Speaking at a seminar at the Centre for International Strategic Studies (CISS) Islamabad, nuclear expert Dr Naeem Salik contended that the March 9 incident of an Indian missile landing in Mian Channu had highlighted the dangers of nuclear escalation.
He said India’s explanation that the missile was accidentally launched during routine maintenance was a “fabricated story” and urged the international community to look deeper into the incident.
Dr Salik said the incident had exposed the credibility of the BrahMos missile.
CISS Executive Director Ali Sarwar Naqvi noted that stability and peace in South Asia remained a core strategic interest of Pakistan.
Balochistan Think Tank Network (BTTN) Executive Director Dr Zafar Khan said it was unprecedented that a nuclear state had fired a nuclear-capable missile on to the territory of another nuclear weapon state, claiming that it was an accident. Only Pakistan’s pragmatism has saved the region from a disaster, he added.
Dr Asma Shakir Khawaja, an academic, argued that the incident reflected a profound level of incompetence in handling of sensitive weapons among Indian forces.
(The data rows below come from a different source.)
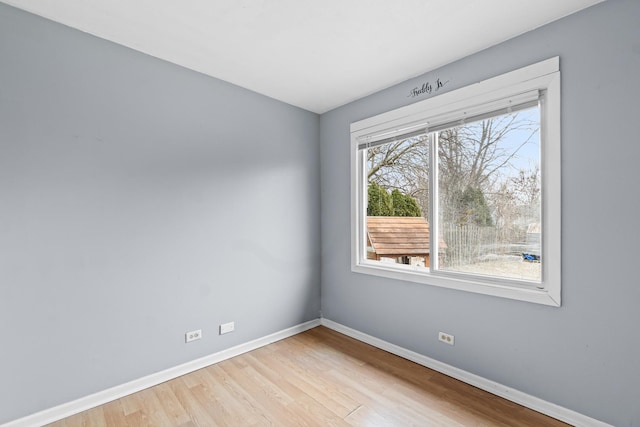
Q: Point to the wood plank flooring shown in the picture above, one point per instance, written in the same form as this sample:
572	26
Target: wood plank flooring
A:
317	378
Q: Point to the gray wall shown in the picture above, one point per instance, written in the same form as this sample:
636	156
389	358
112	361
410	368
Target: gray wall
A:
585	354
138	201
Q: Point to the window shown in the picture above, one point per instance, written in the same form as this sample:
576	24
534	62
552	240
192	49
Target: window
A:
462	190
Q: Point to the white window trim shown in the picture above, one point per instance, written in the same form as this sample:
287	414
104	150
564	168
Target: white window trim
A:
545	76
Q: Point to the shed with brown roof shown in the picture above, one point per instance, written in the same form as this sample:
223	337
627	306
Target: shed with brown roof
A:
399	237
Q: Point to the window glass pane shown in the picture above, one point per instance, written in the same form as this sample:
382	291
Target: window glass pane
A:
397	176
489	196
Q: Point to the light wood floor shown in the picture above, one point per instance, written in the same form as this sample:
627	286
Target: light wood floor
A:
317	378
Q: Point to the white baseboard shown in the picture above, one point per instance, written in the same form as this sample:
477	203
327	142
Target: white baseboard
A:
67	409
524	399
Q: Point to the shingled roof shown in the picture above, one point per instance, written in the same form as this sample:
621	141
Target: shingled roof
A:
395	236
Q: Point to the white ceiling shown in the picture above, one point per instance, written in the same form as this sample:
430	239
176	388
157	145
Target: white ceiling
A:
315	54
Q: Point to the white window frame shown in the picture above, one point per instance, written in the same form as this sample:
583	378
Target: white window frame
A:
542	76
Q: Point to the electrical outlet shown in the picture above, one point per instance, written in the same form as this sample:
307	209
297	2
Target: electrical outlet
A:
193	335
446	338
225	328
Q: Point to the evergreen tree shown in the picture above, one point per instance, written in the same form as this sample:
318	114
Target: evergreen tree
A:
404	205
379	203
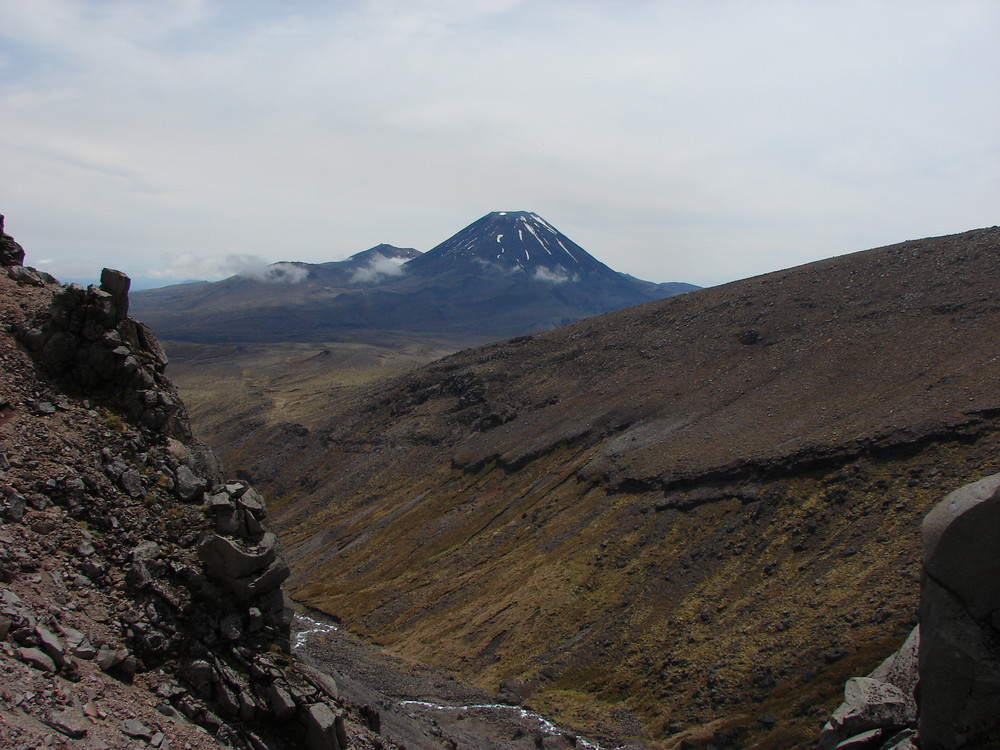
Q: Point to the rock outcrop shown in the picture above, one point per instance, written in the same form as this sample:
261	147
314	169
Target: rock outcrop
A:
11	253
879	707
86	339
941	690
141	602
960	615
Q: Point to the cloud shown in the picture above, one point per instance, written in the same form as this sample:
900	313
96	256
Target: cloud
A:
672	140
188	266
557	275
378	268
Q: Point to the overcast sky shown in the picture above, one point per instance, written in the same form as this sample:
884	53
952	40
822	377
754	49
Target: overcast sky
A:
698	141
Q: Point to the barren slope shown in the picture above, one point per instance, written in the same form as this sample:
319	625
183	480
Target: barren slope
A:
699	512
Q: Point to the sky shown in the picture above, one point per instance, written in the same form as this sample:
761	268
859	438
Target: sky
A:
676	140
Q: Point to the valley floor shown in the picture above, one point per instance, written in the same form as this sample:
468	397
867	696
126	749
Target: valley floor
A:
422	707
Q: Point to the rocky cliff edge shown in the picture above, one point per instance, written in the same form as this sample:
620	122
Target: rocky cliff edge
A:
140	593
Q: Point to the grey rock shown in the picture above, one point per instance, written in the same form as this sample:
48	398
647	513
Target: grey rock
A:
15	506
868	704
231	559
116	284
905	740
36	658
231	627
321	727
78	643
200	675
252	501
69	722
870	740
959	648
131	482
51	645
251	587
11	253
189	485
281	702
29	276
900	669
108	658
136	729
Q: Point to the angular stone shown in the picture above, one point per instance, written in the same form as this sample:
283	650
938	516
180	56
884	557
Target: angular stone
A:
321	681
131	482
71	723
36	658
868	704
189	485
201	676
281	702
900	669
108	658
250	587
321	727
51	645
228	558
960	594
79	645
117	285
252	501
136	729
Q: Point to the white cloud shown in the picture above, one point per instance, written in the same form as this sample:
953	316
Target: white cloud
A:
187	266
378	268
557	275
674	141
This incapacity to handle advanced weapon systems, along with multiple cases of nuclear theft in India, constitute irresponsible behaviour that endangered regional as well as global security, Dr Khawaja said.
She questioned India’s commitment towards existing confidence-building measures with Pakistan, as it chose not to timely share details of the accidental launch.
“This could have led to escalation of the crisis to a nuclear level,” she added.
Other speakers emphasised that the missile incident spoke of India’s irresponsible nuclear behaviour.
While some countries continue to praise India’s nuclear programme and its command and control system, the incident has busted this myth, they added.
Warning about indications that nuclear thinking in India was in the hands of extremist elements, speakers cautioned against ignoring the possibility of India’s nuclear weapons falling into the hands of rogue elements. This fear, they asserted, had been compounded in the aftermath of a ‘Rashtriya Swayamsevak Sangh (RSS) driven aggressive and strategic mindset’ dominating the security establishment.
In this hostile strategic environment, they said, the onus of responsibility to maintain strategic stability laid on Pakistan and it remained committed towards achieving this objective.